Comparing Stat Counters–Totally Frustrated
Since moving my blog to Typepad, from WordPress I have been really frustrated by a couple of blog biggies:
1. Blog Traffic. When I launched my blog on WordPress I was surprised–I enjoyed a steady stream of traffic almost from day 1 and for a blog only 1.5 months old I was averaging 50+ unique visitors per day. This beats any other blogs I’ve had by far. I knew that I had tapped into a couple of very popular interests. Since I’ve moved to Typepad I’ve experienced almost 0 traffic–really. I’m in the process of trying to figure out what the contributing factors are. What could be my issues:
- I imported all my posts from my WordPress blog and so Google and other search engines think I’ve now posted duplicate content–maybe, I’m not sure. I deleted the WordPress posts, posted one final post that directs former visitors to my new blog and set the old WordPress blog to private so search engines could not crawl it anymore and "find" it. I’m hoping if this is one of the factors that eventually the former WordPress posts will run out of the system and Google and others will again rank me fairly high for the appropriate keyword searches.
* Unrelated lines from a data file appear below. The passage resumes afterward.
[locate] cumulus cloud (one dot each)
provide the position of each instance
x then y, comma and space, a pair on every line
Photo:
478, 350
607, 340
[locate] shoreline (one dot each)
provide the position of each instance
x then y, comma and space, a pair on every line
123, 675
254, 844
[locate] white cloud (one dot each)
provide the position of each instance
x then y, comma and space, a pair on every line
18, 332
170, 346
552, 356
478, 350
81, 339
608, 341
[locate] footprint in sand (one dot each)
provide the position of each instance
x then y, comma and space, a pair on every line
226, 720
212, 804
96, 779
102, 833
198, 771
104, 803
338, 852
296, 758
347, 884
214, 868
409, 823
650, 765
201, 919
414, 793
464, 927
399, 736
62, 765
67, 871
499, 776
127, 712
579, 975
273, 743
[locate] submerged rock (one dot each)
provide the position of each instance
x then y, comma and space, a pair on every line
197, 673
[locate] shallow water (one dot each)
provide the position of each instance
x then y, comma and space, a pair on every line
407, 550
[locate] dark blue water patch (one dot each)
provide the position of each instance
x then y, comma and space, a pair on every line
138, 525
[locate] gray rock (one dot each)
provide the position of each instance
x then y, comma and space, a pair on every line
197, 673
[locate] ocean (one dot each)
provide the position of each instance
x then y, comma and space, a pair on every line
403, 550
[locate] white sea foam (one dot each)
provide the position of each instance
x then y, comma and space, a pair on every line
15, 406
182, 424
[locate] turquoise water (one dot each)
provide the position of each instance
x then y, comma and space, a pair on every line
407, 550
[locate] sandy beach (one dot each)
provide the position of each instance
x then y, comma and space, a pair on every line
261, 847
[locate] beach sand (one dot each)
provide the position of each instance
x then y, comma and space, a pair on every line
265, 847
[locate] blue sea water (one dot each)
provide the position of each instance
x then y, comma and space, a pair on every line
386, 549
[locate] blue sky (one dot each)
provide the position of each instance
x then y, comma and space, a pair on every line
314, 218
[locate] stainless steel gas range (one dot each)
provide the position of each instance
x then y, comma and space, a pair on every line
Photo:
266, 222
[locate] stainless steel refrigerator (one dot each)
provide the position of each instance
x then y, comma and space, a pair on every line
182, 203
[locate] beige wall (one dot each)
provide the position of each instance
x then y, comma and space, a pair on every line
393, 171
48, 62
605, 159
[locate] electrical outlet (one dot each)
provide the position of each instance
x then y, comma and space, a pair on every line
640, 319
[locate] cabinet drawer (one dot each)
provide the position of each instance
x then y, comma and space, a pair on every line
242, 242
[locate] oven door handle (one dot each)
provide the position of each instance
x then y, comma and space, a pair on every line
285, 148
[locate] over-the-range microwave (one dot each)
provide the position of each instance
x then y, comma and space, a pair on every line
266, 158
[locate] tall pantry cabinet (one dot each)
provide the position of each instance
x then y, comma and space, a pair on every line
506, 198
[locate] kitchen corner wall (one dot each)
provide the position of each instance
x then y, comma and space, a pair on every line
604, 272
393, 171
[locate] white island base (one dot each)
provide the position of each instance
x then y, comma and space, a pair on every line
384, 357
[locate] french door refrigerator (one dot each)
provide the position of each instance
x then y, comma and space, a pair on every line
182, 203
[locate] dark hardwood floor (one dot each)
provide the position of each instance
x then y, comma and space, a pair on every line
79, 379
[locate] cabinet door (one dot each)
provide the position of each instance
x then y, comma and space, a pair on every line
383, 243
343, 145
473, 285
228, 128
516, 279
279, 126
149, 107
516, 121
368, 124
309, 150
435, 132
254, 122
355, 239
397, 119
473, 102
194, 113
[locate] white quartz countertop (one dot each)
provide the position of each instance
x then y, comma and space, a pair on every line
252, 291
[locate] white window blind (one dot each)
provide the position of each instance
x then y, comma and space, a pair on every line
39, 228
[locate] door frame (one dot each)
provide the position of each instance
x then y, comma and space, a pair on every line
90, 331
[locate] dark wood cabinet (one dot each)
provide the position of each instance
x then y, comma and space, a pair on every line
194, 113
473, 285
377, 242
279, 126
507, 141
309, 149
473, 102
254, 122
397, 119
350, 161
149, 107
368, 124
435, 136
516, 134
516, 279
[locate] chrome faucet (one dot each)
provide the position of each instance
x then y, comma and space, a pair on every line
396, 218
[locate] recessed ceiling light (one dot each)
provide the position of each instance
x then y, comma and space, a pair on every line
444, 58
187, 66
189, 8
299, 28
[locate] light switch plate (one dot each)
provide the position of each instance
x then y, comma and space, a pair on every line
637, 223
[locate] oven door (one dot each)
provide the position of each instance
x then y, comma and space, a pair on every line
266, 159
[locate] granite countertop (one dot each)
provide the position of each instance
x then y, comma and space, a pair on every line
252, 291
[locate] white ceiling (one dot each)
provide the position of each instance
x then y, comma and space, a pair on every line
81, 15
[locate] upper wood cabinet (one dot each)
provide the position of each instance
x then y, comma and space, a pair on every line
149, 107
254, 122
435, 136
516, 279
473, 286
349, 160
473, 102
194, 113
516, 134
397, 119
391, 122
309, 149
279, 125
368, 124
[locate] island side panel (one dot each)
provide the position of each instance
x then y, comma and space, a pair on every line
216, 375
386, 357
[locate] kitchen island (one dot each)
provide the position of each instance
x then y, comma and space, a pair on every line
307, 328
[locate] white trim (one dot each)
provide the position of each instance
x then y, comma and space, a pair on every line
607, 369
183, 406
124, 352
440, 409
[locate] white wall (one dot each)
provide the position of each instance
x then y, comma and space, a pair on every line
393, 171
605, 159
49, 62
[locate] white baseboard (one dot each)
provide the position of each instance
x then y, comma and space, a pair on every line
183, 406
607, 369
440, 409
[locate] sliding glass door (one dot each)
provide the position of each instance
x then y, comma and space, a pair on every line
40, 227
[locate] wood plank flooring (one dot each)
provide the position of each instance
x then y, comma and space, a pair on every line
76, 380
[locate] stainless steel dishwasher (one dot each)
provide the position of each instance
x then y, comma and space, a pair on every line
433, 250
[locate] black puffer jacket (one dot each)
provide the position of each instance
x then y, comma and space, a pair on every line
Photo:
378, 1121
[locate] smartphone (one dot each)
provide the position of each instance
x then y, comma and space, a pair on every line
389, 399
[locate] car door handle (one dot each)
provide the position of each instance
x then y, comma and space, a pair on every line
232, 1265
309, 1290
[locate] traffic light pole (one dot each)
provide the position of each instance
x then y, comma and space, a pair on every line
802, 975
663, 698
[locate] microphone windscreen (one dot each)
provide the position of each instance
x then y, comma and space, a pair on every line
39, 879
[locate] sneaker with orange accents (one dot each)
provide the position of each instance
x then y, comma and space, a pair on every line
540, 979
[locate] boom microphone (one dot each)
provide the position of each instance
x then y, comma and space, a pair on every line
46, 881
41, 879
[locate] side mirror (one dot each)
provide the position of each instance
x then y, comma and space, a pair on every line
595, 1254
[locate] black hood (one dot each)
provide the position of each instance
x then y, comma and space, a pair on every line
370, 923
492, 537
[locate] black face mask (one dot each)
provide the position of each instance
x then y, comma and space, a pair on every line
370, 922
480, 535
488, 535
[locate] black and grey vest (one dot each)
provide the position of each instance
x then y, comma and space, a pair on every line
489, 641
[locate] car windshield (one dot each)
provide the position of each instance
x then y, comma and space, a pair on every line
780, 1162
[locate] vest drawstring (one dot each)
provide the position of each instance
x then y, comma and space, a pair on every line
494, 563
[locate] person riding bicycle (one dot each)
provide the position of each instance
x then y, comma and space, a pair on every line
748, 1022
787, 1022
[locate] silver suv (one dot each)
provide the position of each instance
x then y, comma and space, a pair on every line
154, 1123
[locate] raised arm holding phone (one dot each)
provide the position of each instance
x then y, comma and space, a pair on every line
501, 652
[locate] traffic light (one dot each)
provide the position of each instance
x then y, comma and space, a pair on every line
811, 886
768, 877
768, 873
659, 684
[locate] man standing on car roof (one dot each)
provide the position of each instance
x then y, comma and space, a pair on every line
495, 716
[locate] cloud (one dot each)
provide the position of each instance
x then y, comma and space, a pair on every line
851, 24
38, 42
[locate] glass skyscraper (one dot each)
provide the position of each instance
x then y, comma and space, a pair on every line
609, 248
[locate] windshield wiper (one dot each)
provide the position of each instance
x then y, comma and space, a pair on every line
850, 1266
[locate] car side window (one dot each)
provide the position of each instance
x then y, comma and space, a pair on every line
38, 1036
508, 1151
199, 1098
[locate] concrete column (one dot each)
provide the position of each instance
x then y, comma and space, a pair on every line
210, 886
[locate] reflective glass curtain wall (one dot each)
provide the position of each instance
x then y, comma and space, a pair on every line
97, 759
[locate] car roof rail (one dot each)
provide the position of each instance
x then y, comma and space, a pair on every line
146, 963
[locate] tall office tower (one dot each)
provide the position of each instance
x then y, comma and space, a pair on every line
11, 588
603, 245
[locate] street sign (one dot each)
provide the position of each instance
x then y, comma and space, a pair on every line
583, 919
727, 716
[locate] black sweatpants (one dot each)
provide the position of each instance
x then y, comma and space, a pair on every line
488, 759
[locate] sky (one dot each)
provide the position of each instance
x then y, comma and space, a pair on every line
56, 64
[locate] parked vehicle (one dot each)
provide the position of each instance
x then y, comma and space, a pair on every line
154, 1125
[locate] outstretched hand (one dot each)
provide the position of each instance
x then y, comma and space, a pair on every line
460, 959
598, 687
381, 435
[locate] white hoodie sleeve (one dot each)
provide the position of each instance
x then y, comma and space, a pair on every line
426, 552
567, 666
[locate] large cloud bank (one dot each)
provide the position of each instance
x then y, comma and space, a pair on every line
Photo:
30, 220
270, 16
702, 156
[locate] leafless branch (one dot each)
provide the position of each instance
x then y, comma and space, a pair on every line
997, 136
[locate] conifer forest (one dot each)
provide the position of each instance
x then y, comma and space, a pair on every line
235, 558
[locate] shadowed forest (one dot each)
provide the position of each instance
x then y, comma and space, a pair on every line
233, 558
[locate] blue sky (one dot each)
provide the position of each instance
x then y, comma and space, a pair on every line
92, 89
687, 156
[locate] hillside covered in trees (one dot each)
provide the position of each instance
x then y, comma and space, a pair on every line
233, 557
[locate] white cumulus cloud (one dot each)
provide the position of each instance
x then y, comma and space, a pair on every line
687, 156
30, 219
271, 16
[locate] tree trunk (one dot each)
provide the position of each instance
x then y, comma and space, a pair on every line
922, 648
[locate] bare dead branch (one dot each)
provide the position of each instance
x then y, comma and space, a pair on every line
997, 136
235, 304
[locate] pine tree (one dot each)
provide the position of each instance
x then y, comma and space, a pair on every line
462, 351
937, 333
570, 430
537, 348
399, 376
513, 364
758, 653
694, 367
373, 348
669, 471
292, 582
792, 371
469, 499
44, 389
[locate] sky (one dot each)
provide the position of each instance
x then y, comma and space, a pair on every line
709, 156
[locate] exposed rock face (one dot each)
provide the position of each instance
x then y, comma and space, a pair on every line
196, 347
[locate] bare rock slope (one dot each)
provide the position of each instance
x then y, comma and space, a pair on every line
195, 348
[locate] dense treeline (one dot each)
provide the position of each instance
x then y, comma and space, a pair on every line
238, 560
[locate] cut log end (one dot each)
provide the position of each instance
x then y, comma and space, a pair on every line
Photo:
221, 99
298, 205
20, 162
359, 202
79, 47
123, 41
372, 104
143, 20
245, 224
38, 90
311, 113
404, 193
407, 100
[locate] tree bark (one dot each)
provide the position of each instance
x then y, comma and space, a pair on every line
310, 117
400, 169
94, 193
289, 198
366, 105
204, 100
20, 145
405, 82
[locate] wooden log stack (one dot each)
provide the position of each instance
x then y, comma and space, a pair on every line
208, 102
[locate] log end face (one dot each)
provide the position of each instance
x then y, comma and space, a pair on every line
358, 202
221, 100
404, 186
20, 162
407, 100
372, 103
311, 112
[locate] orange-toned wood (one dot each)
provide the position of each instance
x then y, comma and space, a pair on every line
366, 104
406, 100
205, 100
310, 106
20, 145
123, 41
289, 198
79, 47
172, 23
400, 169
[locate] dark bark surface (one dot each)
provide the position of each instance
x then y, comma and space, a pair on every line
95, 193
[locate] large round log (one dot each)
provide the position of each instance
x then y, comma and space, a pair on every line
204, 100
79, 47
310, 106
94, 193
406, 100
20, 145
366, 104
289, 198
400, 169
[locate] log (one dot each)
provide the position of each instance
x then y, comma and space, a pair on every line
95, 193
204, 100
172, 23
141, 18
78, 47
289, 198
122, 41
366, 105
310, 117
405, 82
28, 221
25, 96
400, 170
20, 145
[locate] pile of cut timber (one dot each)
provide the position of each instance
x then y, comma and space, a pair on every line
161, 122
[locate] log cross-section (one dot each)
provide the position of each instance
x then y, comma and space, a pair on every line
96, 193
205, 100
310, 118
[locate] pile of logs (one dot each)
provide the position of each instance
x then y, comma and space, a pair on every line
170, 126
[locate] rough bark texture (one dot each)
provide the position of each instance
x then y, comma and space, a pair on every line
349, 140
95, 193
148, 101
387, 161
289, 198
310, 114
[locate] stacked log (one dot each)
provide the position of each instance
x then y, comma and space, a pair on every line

- Typepad uses Categories to label posts, whereas WordPress uses Tags. I ready to set out on a rather expansive exploration of tags versus categories. WordPress’s homepage utilizes a large and visible tag cloud and that page was the referring source for quite a number of visits to my WordPress blog. Typepad does not provide a homepage like that. Blogcatalog also was a primary referral source for my WordPress posts, so far on Typepad I’ve had 0 referrals from Blogcatalog even though I’ve updated my account and blog information with the site.
2. Blog Stats. I feel like I’m obsessed with blog stats right now, but if you’ve ever had access to comprehensive and GOOD stats data then I’m sure you can feel my pain when faced with less than anything but. WordPress’s built in blog stats are exceptional for a free blog platform–really. I anticipated checking into a basic counter tool, but this is a rather comprehensive stat utility. One of the WordPress blog stat features is the keyword data–the actual search keywords/phrases that users typed into a search field that led them to your post. If you’re a serious blogger data like this is pure gold.
Typepad’s complimentary blog stats? Ouch. Useless really, completely unable to even sift out your own visits to your site; no keyword info and no ability to checkup on past referral data, just past numbers. So I’ve tried configuring stats through Feedburner and still something’s wrong; I’ve now embedded Google Analytics and StatCounter and will do a side-by-side test. Already I have a fave: Stat Counter. I’ve been able to set it to eliminate my own visits to my blog–how ridiculously obvious. If you have a stat counter that cannot be configured to recognize and exclude your own site visits then it seems relatively primitive and useless. Google Analytics is quite comprehensive and I’m sure allows you to configure as such it’s just not as apparent as it is with Stat Counter. Google Analytics "looks" more like a technical dashboard and really is designed to help website owners strategize online advertising campaigns such as AdWords.
If by some chance you happen by and have any insight–lemme know, but I really am just talking to myself right now and I know it–that’s the madness.
June 26, 2008 at 12:00 pm
Have you tried submitting a sitemap with Google? That is fairly easy with TypePad, but impossible with WordPress. And WordPress uses categories too, just like TypePad, except WordPress also has tags, albeit they do nothing in terms of search engine other than WordPress’ own search, or so I have been told. I have to agree with you on the stats though, not much use in TypePad.